In an hour from now I perform excerpts of the show for the editors of New York's labor papers and newsletters and tomorrow morning for a Labor History Conference. Two weeks ago I performed for Local 1199's (New York Local of Hospital Employees) "Take Our Daughters to Work Day," and I rehearse every day at Communication Workers of America Local 1180's headquarters.
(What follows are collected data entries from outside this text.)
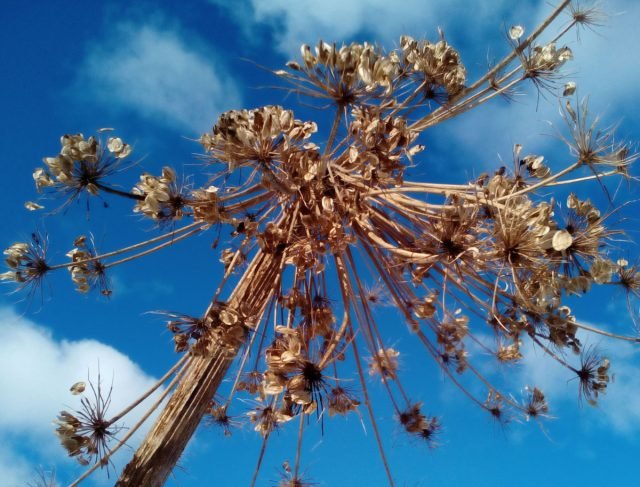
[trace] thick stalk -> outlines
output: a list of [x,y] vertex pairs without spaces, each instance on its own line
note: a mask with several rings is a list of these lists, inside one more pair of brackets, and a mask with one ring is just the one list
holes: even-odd
[[[278,279],[280,260],[259,252],[227,304],[237,308],[242,303],[253,316],[262,316]],[[206,316],[213,309],[210,306]],[[159,487],[165,483],[236,354],[218,349],[209,356],[192,358],[164,411],[120,475],[117,487]]]

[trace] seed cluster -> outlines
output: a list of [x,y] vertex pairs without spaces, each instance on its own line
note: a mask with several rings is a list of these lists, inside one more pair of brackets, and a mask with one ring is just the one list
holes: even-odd
[[[56,435],[68,455],[81,465],[92,461],[102,466],[108,464],[109,442],[120,429],[106,417],[111,402],[111,391],[103,395],[100,378],[97,386],[91,384],[93,397],[83,395],[81,409],[70,413],[61,411],[54,421]],[[80,395],[85,392],[85,383],[78,382],[71,387],[71,393]]]
[[100,181],[117,171],[122,159],[131,153],[131,146],[118,137],[110,137],[107,151],[94,136],[63,135],[60,153],[45,157],[45,168],[37,168],[33,179],[38,191],[45,188],[65,191],[72,198],[83,191],[97,195]]

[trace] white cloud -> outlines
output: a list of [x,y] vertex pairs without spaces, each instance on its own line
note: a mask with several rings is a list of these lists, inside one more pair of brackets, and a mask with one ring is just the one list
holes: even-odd
[[[87,374],[95,384],[99,367],[103,391],[108,392],[113,381],[109,412],[115,414],[155,383],[114,348],[95,340],[58,340],[47,329],[8,308],[0,308],[0,334],[0,370],[4,371],[0,375],[3,482],[5,476],[18,478],[22,484],[33,479],[36,461],[68,463],[52,421],[62,409],[79,409],[80,397],[70,394],[71,384],[86,381]],[[134,424],[144,411],[143,403],[125,418],[125,423]],[[22,456],[25,448],[34,449],[28,459]]]
[[199,135],[240,94],[217,55],[175,28],[120,23],[96,43],[76,87],[104,104]]
[[[522,360],[510,366],[499,365],[495,357],[487,355],[484,347],[495,346],[495,340],[490,335],[475,333],[474,339],[478,342],[468,340],[466,345],[480,373],[492,382],[506,386],[505,390],[524,391],[525,386],[541,389],[548,399],[552,417],[562,419],[569,414],[575,415],[576,407],[581,403],[580,417],[585,425],[591,427],[596,424],[622,436],[639,433],[640,349],[637,344],[613,339],[601,340],[602,337],[587,333],[579,338],[583,342],[583,350],[593,346],[597,353],[608,358],[611,363],[611,383],[605,393],[598,397],[595,408],[579,398],[576,375],[529,339],[523,340]],[[573,367],[579,367],[579,356],[567,352],[564,358]]]
[[[600,2],[600,8],[608,14],[603,25],[593,30],[581,29],[579,42],[573,34],[563,39],[575,58],[562,72],[568,80],[577,82],[579,97],[589,96],[590,117],[602,117],[600,129],[622,122],[617,132],[628,137],[629,130],[640,123],[640,115],[632,108],[638,95],[640,65],[628,59],[628,53],[640,50],[640,31],[635,22],[640,18],[640,3],[605,0]],[[537,19],[530,24],[539,23],[547,12],[548,5],[542,5],[535,14]],[[510,166],[511,147],[516,143],[523,144],[525,152],[547,154],[552,169],[564,167],[569,161],[569,152],[558,137],[567,133],[559,113],[560,103],[550,96],[537,98],[530,85],[520,85],[518,90],[525,94],[508,105],[490,102],[445,125],[447,137],[461,143],[462,148],[480,149],[477,153],[484,159],[470,161],[478,173],[496,167],[498,160],[492,156],[498,152]],[[560,150],[552,153],[554,148]]]
[[640,350],[617,343],[611,352],[615,381],[602,401],[602,412],[616,431],[632,435],[640,432]]
[[[596,112],[640,121],[636,113],[640,64],[635,53],[640,50],[640,2],[608,0],[603,5],[609,14],[595,32],[586,31],[576,47],[576,79],[581,93],[591,96]],[[617,121],[617,120],[616,120]]]
[[[602,117],[600,129],[622,122],[620,131],[628,136],[629,129],[640,122],[637,111],[631,108],[638,95],[640,65],[628,59],[629,52],[640,50],[640,31],[636,26],[640,3],[609,0],[601,2],[601,9],[609,14],[602,26],[594,27],[593,31],[582,29],[579,42],[575,35],[563,40],[575,55],[563,72],[567,79],[577,82],[580,97],[589,96],[590,116]],[[538,20],[532,24],[541,21],[547,10],[546,6],[541,8]],[[529,87],[526,91],[527,95],[508,106],[490,103],[465,114],[453,127],[452,136],[462,134],[466,147],[500,150],[506,163],[511,162],[510,153],[504,151],[514,143],[522,143],[525,150],[543,153],[553,147],[562,148],[557,135],[566,134],[566,127],[559,115],[559,103],[552,97],[538,103],[533,90]],[[569,158],[567,151],[559,154],[565,159],[550,161],[555,167],[564,166]]]
[[[212,1],[231,10],[223,0]],[[397,41],[401,34],[434,37],[438,26],[467,39],[478,38],[480,33],[486,38],[491,32],[498,37],[502,35],[500,22],[531,15],[528,5],[519,5],[514,13],[510,0],[478,1],[473,8],[468,8],[468,0],[250,0],[250,6],[238,10],[234,4],[231,11],[241,13],[239,21],[273,27],[278,49],[287,55],[297,53],[302,43],[315,44],[320,39],[340,42],[361,33],[374,36],[369,40],[387,43]]]
[[6,445],[0,445],[0,477],[3,485],[17,487],[32,480],[35,470],[33,466],[13,452]]
[[[589,337],[593,339],[593,336]],[[632,435],[640,432],[640,350],[636,345],[612,340],[597,343],[601,354],[611,362],[614,380],[606,394],[598,400],[597,414],[593,418],[616,433]],[[527,345],[516,380],[541,388],[550,399],[552,408],[561,402],[575,404],[578,400],[578,382],[575,375],[548,357],[540,348]],[[577,365],[577,357],[569,357]],[[585,402],[585,408],[590,408]],[[590,415],[591,417],[591,415]]]

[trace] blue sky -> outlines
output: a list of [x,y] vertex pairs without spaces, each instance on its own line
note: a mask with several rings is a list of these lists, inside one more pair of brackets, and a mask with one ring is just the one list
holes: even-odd
[[[634,58],[640,52],[640,5],[632,0],[601,5],[610,14],[603,27],[581,32],[581,42],[568,37],[575,60],[565,72],[581,95],[590,95],[592,111],[602,113],[605,125],[619,123],[621,138],[640,140],[640,67]],[[167,164],[179,172],[198,172],[202,167],[194,154],[201,148],[193,139],[221,112],[299,105],[295,96],[270,89],[275,81],[260,65],[279,69],[297,56],[302,42],[369,40],[392,48],[401,34],[433,39],[441,26],[473,78],[487,57],[506,52],[505,26],[520,23],[530,31],[548,10],[546,2],[514,0],[407,0],[402,7],[388,0],[185,0],[134,6],[110,0],[8,0],[0,30],[0,199],[5,208],[0,245],[23,241],[39,229],[49,235],[54,260],[62,261],[82,233],[92,232],[103,250],[155,234],[126,202],[109,200],[104,208],[94,199],[90,219],[81,204],[44,219],[24,209],[25,201],[37,197],[33,169],[42,157],[57,153],[64,133],[90,135],[115,127],[140,160],[138,168],[118,175],[124,187],[135,184],[137,172],[157,172]],[[544,153],[552,164],[566,160],[566,148],[549,136],[562,123],[556,102],[538,103],[534,93],[528,95],[437,127],[427,136],[416,174],[465,182],[500,165],[501,158],[509,161],[516,142],[528,152]],[[315,117],[308,108],[299,111]],[[327,127],[321,125],[320,131]],[[637,199],[637,190],[629,196]],[[42,203],[56,207],[53,200]],[[627,224],[632,232],[635,224]],[[51,425],[60,409],[77,407],[68,387],[85,379],[88,370],[95,377],[99,364],[103,381],[113,380],[117,410],[174,363],[169,333],[147,312],[204,311],[221,276],[219,255],[210,248],[213,238],[199,236],[116,268],[110,300],[76,293],[62,273],[50,276],[42,296],[30,302],[5,286],[0,295],[2,485],[25,485],[39,466],[55,467],[60,485],[82,472],[66,458]],[[588,302],[574,303],[574,310],[589,322],[612,322],[630,331],[624,305],[610,298],[596,293]],[[384,313],[395,319],[391,311]],[[378,407],[399,486],[628,483],[640,451],[638,348],[593,340],[611,358],[616,374],[598,408],[580,406],[575,382],[534,350],[521,365],[492,372],[516,392],[526,384],[545,390],[555,419],[541,429],[535,423],[504,427],[492,422],[412,347],[409,335],[394,343],[406,351],[402,366],[414,388],[445,427],[440,447],[431,451],[401,434],[390,408]],[[372,383],[371,388],[383,404],[382,387]],[[314,428],[305,440],[303,470],[317,485],[386,485],[364,409],[362,414],[364,425],[355,415],[336,418],[325,422],[324,436]],[[293,460],[294,430],[284,428],[274,438],[258,485],[273,485],[282,461]],[[169,485],[247,485],[259,448],[249,427],[231,438],[202,428]],[[119,456],[116,465],[128,455]],[[103,472],[87,483],[112,481],[113,473],[109,480]]]

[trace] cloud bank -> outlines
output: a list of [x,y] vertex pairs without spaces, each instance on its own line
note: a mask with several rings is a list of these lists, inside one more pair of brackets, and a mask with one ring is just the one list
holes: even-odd
[[[24,485],[33,480],[39,463],[75,464],[66,458],[52,425],[60,410],[80,407],[80,396],[69,392],[72,384],[87,381],[87,376],[97,383],[99,370],[103,390],[108,391],[113,382],[109,412],[115,414],[155,383],[113,347],[96,340],[59,340],[8,308],[0,308],[0,334],[3,485]],[[134,424],[144,410],[144,404],[134,410],[126,417],[126,424]]]
[[[468,8],[468,0],[438,2],[434,0],[248,0],[244,8],[231,8],[224,0],[211,0],[235,14],[239,23],[270,27],[277,49],[287,55],[297,54],[302,43],[316,44],[320,39],[342,42],[356,35],[362,40],[397,42],[402,34],[433,38],[437,27],[457,37],[477,38],[494,32],[502,36],[503,18],[529,18],[533,9],[521,2],[513,13],[509,0],[483,0]],[[247,29],[249,31],[249,29]],[[482,47],[484,49],[484,46]]]
[[[634,344],[623,342],[596,343],[601,355],[611,362],[613,380],[606,394],[600,396],[595,420],[623,436],[640,432],[640,350]],[[610,346],[608,346],[610,345]],[[545,355],[539,348],[527,344],[518,380],[541,388],[550,398],[550,405],[562,402],[572,405],[578,400],[578,382],[575,376]],[[577,362],[577,357],[570,357]],[[585,408],[591,408],[585,402]],[[552,413],[553,415],[553,413]]]
[[212,49],[158,22],[121,22],[81,64],[78,90],[100,104],[199,135],[240,93]]

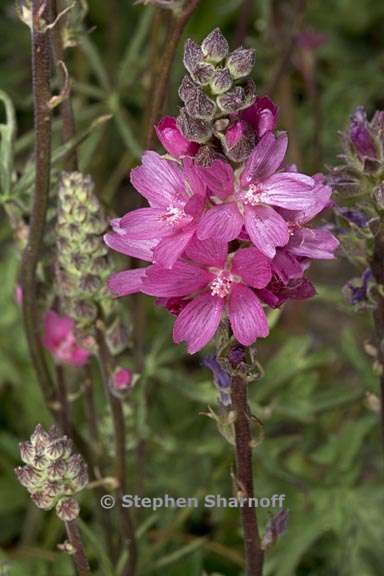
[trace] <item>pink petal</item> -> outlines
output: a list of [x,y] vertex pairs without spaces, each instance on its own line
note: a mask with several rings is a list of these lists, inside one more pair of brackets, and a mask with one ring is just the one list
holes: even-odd
[[313,205],[315,181],[310,176],[281,172],[263,183],[263,202],[288,210],[305,210]]
[[142,291],[150,296],[172,298],[193,294],[206,286],[212,275],[184,262],[177,262],[172,270],[153,265],[147,269]]
[[214,196],[224,200],[233,193],[233,168],[224,160],[214,160],[210,166],[200,166],[200,173]]
[[166,151],[174,158],[194,156],[199,149],[195,142],[189,142],[176,125],[176,118],[165,116],[155,126],[156,134]]
[[261,96],[242,112],[241,117],[253,126],[258,138],[261,138],[266,132],[276,128],[278,108],[272,100]]
[[187,190],[192,194],[205,196],[207,192],[207,185],[202,178],[200,166],[196,166],[192,158],[184,158],[183,160],[183,176],[186,183]]
[[272,270],[284,284],[288,284],[291,278],[301,278],[304,274],[304,266],[288,251],[288,247],[289,243],[285,248],[277,250],[272,260]]
[[158,240],[131,240],[125,234],[108,232],[104,235],[104,242],[107,246],[132,258],[139,258],[146,262],[152,262],[153,248],[158,244]]
[[89,360],[90,352],[85,350],[84,348],[80,348],[80,346],[75,346],[72,350],[71,360],[69,364],[73,366],[84,366]]
[[229,297],[228,310],[233,334],[240,344],[250,346],[256,338],[268,336],[263,307],[250,288],[237,284]]
[[210,208],[202,216],[197,227],[200,240],[214,238],[222,242],[230,242],[238,237],[243,225],[243,217],[236,204],[230,202]]
[[240,177],[243,188],[255,180],[265,180],[281,165],[288,146],[288,136],[283,133],[278,137],[266,132],[245,163]]
[[154,208],[168,208],[187,198],[181,167],[157,152],[144,153],[142,165],[131,171],[131,182]]
[[199,240],[196,236],[188,244],[185,255],[203,266],[224,266],[228,254],[228,245],[226,242],[219,242],[209,238],[208,240]]
[[331,260],[339,244],[329,230],[302,228],[291,237],[287,249],[296,256]]
[[237,250],[231,272],[252,288],[264,288],[272,278],[271,262],[257,248]]
[[54,310],[49,310],[44,321],[44,346],[52,350],[73,330],[73,320],[69,316],[60,316]]
[[276,254],[276,246],[285,246],[289,240],[284,218],[268,206],[246,206],[245,228],[252,243],[268,258]]
[[108,278],[108,288],[115,296],[127,296],[140,292],[147,268],[124,270]]
[[190,354],[201,350],[214,337],[224,312],[224,299],[203,294],[179,314],[173,327],[173,339],[185,341]]
[[139,208],[123,216],[120,227],[132,240],[160,239],[175,230],[171,223],[163,219],[165,216],[162,208]]
[[160,266],[168,269],[172,268],[184,252],[194,233],[195,229],[192,228],[192,230],[181,231],[160,240],[153,251],[154,264],[160,264]]

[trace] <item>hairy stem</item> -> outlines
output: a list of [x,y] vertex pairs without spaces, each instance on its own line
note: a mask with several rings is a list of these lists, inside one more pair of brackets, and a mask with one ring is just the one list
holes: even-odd
[[[97,331],[97,344],[98,344],[98,358],[100,362],[100,370],[103,377],[105,391],[108,396],[109,405],[111,408],[114,437],[115,437],[115,465],[116,465],[116,479],[118,481],[117,496],[121,502],[122,496],[126,493],[127,487],[127,446],[125,435],[125,421],[122,410],[121,401],[116,398],[110,390],[109,381],[113,374],[114,359],[112,358],[108,346],[106,344],[104,334],[99,328]],[[136,574],[137,565],[137,548],[135,529],[133,521],[128,509],[119,506],[121,525],[123,536],[128,546],[128,561],[125,568],[124,576],[134,576]]]
[[64,366],[57,366],[56,376],[57,376],[58,400],[60,403],[59,419],[61,428],[64,434],[66,434],[69,437],[72,437],[71,412],[68,402],[68,389],[67,389],[67,380],[65,377]]
[[[58,15],[58,9],[61,6],[58,3],[60,0],[51,0],[52,21],[55,21]],[[63,69],[64,61],[64,46],[62,38],[61,21],[58,20],[56,25],[50,31],[52,52],[56,66],[59,68],[60,79],[63,83],[66,82],[65,72]],[[75,118],[73,115],[71,98],[68,95],[60,104],[60,116],[63,123],[63,141],[69,142],[75,136]],[[77,151],[74,147],[71,152],[68,152],[64,159],[64,167],[66,170],[74,172],[78,169]]]
[[32,363],[48,403],[54,398],[54,384],[41,342],[37,303],[37,267],[41,257],[47,216],[51,171],[51,98],[48,33],[41,27],[49,22],[45,0],[32,2],[32,73],[35,119],[35,189],[27,247],[22,262],[23,317]]
[[73,563],[79,576],[91,576],[88,560],[84,552],[81,541],[80,530],[76,520],[65,522],[65,529],[69,542],[72,544],[75,552],[73,554]]
[[[375,238],[375,247],[371,261],[372,274],[381,290],[384,289],[384,232]],[[381,291],[376,297],[376,308],[373,313],[375,323],[378,361],[384,371],[384,296]],[[384,453],[384,373],[380,376],[381,438]]]
[[192,16],[192,13],[196,9],[198,3],[199,0],[187,0],[182,12],[175,16],[171,22],[165,51],[162,57],[160,74],[159,78],[157,79],[155,93],[153,95],[153,104],[149,113],[147,148],[152,148],[153,146],[154,125],[156,124],[158,117],[164,107],[168,82],[171,75],[172,63],[175,58],[179,40],[184,31],[184,28],[188,23],[188,20]]
[[[245,498],[253,498],[253,471],[251,430],[249,425],[249,407],[247,383],[243,378],[235,377],[231,389],[232,407],[236,413],[236,481],[238,489]],[[245,505],[241,508],[244,533],[245,561],[247,576],[261,576],[264,554],[254,509]]]

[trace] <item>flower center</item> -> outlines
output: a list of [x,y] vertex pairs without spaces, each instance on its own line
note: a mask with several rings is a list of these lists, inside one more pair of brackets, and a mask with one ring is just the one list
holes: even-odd
[[229,272],[219,272],[214,280],[209,284],[212,296],[225,298],[231,292],[234,278]]
[[243,204],[246,206],[256,206],[257,204],[260,204],[262,201],[263,191],[263,186],[261,184],[251,184],[248,190],[243,193]]
[[168,224],[180,224],[185,218],[185,212],[177,206],[168,206],[167,211],[161,219]]
[[296,224],[294,222],[291,222],[290,224],[288,224],[289,235],[293,236],[295,234],[295,232],[300,230],[300,228],[301,228],[300,224]]

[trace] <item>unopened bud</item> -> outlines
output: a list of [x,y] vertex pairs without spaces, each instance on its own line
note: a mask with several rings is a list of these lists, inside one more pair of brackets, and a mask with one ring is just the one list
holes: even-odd
[[199,120],[212,120],[216,112],[216,105],[207,94],[198,88],[188,76],[181,82],[179,96],[192,118]]
[[74,498],[62,498],[57,503],[56,513],[63,522],[71,522],[79,516],[80,506]]
[[208,34],[203,40],[201,49],[205,58],[210,62],[216,64],[224,60],[228,54],[229,46],[220,28],[215,28],[215,30]]
[[181,108],[177,125],[184,136],[191,142],[205,144],[212,136],[212,128],[209,122],[192,118],[185,108]]
[[196,69],[196,67],[203,62],[204,55],[200,48],[200,46],[188,38],[184,45],[184,66],[188,70],[188,72],[192,75]]
[[55,505],[55,497],[50,496],[45,491],[34,492],[31,498],[34,504],[42,510],[51,510]]
[[213,94],[224,94],[232,86],[232,77],[228,68],[220,68],[215,71],[210,82]]
[[227,58],[227,67],[232,78],[238,80],[249,76],[255,65],[256,53],[253,48],[237,48]]

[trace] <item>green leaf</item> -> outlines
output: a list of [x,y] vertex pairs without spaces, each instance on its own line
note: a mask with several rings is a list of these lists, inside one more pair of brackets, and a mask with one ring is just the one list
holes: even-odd
[[0,90],[5,109],[5,124],[0,124],[0,198],[9,199],[12,188],[13,143],[16,134],[15,110],[9,96]]

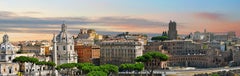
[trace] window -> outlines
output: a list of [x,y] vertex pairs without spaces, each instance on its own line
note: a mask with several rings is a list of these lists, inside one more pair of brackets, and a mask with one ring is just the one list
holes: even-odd
[[70,50],[72,50],[72,46],[70,46]]
[[1,57],[1,58],[2,58],[2,59],[5,59],[5,56],[3,56],[3,55],[2,55],[2,57]]
[[57,46],[57,50],[58,50],[58,46]]
[[8,61],[11,61],[12,60],[12,57],[10,56],[10,57],[8,57]]
[[66,47],[65,47],[65,46],[63,46],[63,50],[66,50]]
[[12,73],[12,69],[8,69],[8,72],[11,74]]

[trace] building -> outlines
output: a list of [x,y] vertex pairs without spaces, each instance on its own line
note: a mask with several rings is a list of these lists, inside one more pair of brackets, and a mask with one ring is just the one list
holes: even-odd
[[169,66],[207,68],[226,66],[231,61],[229,51],[203,48],[202,44],[191,40],[164,41],[163,49],[171,55]]
[[95,41],[102,40],[103,36],[97,34],[94,29],[80,29],[80,33],[74,39],[76,45],[94,45]]
[[[167,51],[163,50],[163,45],[162,43],[160,42],[148,42],[147,45],[144,45],[144,51],[143,51],[143,54],[146,54],[147,52],[160,52],[162,54],[166,54],[167,56],[170,56],[168,55]],[[167,68],[168,65],[167,65],[167,61],[158,61],[158,60],[153,60],[153,64],[152,63],[148,63],[148,65],[151,65],[151,66],[148,66],[148,65],[145,65],[145,67],[154,67],[156,69],[164,69],[164,68]]]
[[135,63],[134,59],[142,55],[143,40],[106,40],[100,43],[100,64],[120,65]]
[[218,48],[210,49],[208,44],[204,48],[203,44],[192,40],[149,42],[145,47],[145,52],[154,50],[167,54],[169,56],[168,67],[219,67],[226,66],[231,61],[230,51],[221,51]]
[[9,42],[7,34],[3,36],[3,42],[0,45],[0,76],[16,75],[19,65],[12,63],[16,57],[14,46]]
[[[144,45],[147,44],[147,35],[146,34],[132,34],[129,32],[125,32],[122,34],[118,34],[117,36],[115,36],[113,39],[127,39],[127,40],[143,40],[144,41]],[[109,38],[108,40],[111,40],[111,38]]]
[[75,45],[79,63],[93,63],[99,65],[100,47],[97,45]]
[[57,64],[77,63],[77,53],[74,50],[74,39],[63,23],[61,31],[53,37],[53,61]]
[[168,24],[168,38],[170,40],[177,39],[177,24],[176,22],[170,21]]

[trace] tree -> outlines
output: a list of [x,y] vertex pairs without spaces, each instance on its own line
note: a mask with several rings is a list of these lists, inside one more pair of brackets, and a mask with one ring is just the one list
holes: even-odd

I'm working so hard on the show, it's hard to take in the fact that this is the beginning of the realization of my dream - to see a rich, vigorous relationship between theater and the labor movement, where the power of live performance plays a key role in the transformation of society.

It looks like there might be a good deal more media attention this time around, and I am squeezing in little mini-conferences to think about how to use interviews, radio spots, and TV to talk straight about society, working people's worth and lives, and the tremendous possibility for transformation now. What I've discovered is that it helps me if I keep breathing and let other people say whatever they say (not get pulled into conversations when I'm not really sure what they are talking about) and stay relaxedly (!) confident that something intelligent will come into my head (at least one thing) before the interviewer says, "Okay, that's it, thanks for being here." So far, so good.